Alaska Airlines has applied for authority to provide the first daily nonstop service from Los Angeles to the resort of Cancun, Mexico, by an American carrier.
Service is scheduled to begin the third week of October, if approved by the U.S. Department of Transportation and Mexican aviation authorities.
"We have been a substantial player on the west coast of Mexico for quite a while," said David Palmer, managing director of marketing for the Seattle-based airline. "We probably have reached the level of service we need to in that area, so we decided to make an incursion into the east coast of the country.

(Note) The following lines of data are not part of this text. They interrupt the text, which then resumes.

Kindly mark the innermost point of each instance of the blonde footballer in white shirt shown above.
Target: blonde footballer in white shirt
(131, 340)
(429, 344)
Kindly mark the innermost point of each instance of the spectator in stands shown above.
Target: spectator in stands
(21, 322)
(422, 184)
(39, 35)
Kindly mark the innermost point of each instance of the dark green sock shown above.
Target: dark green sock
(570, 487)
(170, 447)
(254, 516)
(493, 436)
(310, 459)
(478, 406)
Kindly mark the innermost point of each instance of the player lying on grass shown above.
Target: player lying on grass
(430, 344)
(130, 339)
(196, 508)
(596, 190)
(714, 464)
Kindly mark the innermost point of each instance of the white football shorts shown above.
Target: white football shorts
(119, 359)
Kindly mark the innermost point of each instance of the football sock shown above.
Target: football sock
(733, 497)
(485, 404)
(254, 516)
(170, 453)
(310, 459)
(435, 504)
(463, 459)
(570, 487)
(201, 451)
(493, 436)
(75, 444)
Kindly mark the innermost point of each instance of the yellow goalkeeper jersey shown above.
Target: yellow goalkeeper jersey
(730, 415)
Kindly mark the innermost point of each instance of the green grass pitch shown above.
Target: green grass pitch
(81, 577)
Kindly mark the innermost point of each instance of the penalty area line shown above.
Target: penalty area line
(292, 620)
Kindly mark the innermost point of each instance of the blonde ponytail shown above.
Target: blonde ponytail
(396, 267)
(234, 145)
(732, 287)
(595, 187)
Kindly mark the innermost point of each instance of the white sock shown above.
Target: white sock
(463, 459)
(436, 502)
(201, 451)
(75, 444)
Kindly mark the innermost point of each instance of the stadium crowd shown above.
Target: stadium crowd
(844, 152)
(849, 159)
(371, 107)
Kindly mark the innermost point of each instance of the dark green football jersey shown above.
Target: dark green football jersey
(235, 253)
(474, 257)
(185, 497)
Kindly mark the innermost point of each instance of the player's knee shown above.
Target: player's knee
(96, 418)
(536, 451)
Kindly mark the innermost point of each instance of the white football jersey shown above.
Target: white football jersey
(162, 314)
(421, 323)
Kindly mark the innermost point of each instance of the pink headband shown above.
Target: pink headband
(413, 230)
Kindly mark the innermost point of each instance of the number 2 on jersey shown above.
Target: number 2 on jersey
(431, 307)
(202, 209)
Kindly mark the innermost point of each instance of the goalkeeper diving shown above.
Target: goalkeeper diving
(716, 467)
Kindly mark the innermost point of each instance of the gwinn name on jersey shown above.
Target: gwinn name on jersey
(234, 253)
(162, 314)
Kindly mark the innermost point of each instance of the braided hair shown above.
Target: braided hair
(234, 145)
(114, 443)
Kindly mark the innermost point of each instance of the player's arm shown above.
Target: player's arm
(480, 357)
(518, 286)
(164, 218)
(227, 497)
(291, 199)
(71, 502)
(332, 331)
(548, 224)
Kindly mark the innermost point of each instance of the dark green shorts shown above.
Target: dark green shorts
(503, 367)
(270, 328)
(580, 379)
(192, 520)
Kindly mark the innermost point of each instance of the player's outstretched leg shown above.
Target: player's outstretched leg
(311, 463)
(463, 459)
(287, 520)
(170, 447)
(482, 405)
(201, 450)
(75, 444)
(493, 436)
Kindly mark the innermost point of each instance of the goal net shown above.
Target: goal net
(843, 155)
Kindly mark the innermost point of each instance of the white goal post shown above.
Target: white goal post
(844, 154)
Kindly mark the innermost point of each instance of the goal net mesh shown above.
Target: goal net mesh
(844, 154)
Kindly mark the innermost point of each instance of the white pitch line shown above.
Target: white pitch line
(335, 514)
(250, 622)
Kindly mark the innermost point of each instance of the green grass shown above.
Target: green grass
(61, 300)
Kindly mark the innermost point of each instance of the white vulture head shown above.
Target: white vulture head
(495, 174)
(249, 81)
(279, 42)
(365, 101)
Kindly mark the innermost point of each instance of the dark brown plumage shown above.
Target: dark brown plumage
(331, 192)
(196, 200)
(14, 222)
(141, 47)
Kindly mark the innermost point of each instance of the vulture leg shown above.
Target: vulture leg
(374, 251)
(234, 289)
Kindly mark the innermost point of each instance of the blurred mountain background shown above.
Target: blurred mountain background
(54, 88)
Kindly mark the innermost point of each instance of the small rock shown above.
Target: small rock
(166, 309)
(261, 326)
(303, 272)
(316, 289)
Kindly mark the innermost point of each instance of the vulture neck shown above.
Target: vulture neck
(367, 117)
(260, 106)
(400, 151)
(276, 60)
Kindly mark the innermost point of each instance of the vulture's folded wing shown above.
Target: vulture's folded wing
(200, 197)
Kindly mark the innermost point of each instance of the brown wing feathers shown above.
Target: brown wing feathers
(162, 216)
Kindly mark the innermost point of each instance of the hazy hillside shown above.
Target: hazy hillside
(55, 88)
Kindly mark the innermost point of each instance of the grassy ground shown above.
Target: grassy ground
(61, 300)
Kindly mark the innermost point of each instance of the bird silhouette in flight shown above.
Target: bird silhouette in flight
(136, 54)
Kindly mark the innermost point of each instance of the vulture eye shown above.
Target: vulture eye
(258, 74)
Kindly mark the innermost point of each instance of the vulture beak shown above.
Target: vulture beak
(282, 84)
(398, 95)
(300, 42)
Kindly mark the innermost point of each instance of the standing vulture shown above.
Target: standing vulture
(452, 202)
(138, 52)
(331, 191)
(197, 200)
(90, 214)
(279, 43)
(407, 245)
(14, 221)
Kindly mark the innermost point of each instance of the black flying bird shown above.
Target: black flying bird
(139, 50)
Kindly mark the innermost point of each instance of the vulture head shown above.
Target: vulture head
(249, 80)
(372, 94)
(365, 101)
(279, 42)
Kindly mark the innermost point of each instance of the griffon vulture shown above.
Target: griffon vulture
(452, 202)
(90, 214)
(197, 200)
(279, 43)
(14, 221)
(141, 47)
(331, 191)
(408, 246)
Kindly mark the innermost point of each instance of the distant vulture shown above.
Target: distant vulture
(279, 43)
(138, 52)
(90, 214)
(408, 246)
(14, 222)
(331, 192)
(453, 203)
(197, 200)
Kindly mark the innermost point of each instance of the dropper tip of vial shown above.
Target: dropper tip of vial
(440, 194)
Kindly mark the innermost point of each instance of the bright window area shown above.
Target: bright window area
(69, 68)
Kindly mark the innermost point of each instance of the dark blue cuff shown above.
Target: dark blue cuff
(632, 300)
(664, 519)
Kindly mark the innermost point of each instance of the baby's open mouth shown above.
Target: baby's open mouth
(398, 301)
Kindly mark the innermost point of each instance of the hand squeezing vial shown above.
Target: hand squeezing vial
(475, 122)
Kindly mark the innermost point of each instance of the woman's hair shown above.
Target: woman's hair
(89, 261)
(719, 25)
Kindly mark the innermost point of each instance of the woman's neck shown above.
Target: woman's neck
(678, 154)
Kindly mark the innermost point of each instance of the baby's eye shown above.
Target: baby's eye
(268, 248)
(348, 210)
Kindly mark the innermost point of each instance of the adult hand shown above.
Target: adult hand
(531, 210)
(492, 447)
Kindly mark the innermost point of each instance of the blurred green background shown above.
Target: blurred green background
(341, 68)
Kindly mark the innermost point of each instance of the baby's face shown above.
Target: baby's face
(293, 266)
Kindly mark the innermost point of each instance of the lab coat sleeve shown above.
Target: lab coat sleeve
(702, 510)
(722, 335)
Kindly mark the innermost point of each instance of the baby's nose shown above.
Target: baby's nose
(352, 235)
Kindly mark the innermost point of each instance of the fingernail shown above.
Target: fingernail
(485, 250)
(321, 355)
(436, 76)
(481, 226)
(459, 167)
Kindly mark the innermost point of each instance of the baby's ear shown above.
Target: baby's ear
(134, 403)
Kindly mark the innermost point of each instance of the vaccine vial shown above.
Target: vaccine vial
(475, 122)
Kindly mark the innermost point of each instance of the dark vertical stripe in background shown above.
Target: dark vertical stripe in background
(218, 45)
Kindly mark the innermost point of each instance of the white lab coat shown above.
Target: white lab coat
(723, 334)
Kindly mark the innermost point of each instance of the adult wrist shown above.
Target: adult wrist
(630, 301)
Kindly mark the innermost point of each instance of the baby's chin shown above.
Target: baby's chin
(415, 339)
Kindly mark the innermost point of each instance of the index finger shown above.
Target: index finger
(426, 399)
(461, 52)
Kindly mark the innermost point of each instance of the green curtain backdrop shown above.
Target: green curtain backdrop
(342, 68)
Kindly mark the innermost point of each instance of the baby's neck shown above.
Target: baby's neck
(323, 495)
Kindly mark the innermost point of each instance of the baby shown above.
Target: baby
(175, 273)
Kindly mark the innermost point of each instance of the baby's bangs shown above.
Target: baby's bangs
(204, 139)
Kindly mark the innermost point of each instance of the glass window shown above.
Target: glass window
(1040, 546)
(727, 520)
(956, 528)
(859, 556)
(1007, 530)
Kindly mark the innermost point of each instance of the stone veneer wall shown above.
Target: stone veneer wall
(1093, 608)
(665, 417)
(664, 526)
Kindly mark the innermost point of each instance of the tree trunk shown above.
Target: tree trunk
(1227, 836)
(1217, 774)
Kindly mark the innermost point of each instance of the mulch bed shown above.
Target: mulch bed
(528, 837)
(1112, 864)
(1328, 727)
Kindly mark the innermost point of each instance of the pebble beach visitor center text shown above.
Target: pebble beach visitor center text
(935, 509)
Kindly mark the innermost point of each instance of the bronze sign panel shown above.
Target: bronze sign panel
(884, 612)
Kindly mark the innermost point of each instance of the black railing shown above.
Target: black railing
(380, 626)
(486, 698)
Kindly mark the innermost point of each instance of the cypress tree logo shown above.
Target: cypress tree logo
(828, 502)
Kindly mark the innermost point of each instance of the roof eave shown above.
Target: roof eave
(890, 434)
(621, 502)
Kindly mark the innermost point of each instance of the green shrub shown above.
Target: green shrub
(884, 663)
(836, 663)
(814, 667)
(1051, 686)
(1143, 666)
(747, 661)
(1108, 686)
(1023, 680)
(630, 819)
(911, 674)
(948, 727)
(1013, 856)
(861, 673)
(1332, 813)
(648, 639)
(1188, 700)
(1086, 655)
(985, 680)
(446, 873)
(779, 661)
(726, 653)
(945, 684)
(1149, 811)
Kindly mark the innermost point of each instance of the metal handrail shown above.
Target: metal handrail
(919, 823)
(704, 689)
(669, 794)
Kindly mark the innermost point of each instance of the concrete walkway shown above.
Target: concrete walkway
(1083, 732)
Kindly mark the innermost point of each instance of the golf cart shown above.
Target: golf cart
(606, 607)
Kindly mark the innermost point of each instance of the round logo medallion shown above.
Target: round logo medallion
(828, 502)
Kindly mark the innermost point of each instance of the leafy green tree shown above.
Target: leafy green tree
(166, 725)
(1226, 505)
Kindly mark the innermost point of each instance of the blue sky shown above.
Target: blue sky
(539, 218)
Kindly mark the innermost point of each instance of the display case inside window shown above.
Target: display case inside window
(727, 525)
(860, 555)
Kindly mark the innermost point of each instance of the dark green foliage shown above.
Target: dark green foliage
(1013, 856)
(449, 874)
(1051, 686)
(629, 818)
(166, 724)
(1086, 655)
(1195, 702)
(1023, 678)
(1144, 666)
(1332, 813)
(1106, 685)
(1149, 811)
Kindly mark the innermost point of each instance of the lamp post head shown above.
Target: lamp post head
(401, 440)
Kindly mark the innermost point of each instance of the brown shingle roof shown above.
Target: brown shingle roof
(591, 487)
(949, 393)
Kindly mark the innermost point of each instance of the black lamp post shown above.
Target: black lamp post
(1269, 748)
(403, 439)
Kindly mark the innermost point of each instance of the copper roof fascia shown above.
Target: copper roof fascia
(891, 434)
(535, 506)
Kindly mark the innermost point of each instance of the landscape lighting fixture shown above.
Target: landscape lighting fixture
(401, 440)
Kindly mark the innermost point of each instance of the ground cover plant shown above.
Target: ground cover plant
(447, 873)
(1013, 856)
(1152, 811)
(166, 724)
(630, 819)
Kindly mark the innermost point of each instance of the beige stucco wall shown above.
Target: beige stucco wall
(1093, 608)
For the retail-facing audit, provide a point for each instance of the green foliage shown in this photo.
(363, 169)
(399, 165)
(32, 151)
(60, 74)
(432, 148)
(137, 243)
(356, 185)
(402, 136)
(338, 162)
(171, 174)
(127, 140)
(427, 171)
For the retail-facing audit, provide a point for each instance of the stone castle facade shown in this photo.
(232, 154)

To us, it was a natural progression, and the customer interest seems to be there."
The Mexican carrier Mexicana also serves Cancun nonstop daily from L.A.
Cancun is located on the Caribbean coast, on the tip of Mexico's Yucatan Peninsula, and receives more than 3.7 million visitors annually. About one-third of all tourist arrivals in Mexico are at Cancun.
Palmer said the decision to serve the Cancun market came largely as a result of prodding from tour operators. Tour companies were clamoring for nonstop service to Cancun to support lucrative tour packages to the Caribbean island Cozumel, south of Cancun.
"We did some market research and realized there was a definite market there. Not only for Americans, but for people who live in Mexico to come to California and back," Palmer said.
Plans are in the works for L.A.-to-Cancun tour packages that include a trip to Cozumel, Palmer said.
Priscilla Calvo, a leisure tour specialist at Los Angeles' Uniglobe Wilshire Travel agency, said Alaska Airlines' proposed nonstop service to Cancun would be welcomed by tour operators and travelers alike.
"It's definitely good news. Passengers always request nonstop, and a lot of people will decline a tour package if they have to change planes," Calvo said. "They don't want to waste the time getting there that they could be spending at the place they want to go...People will change their destination just to get a nonstop flight."
Alaska plans to serve the Cancun route using 14 of its fleet of Boeing 737-700 aircraft. The planes each seat 120 passengers, 12 in first class and 108 in coach. If the route proves successful enough to require larger aircraft, Alaska would use its 172-seat (16 first class, 156 coach) Boeing 737-900 model.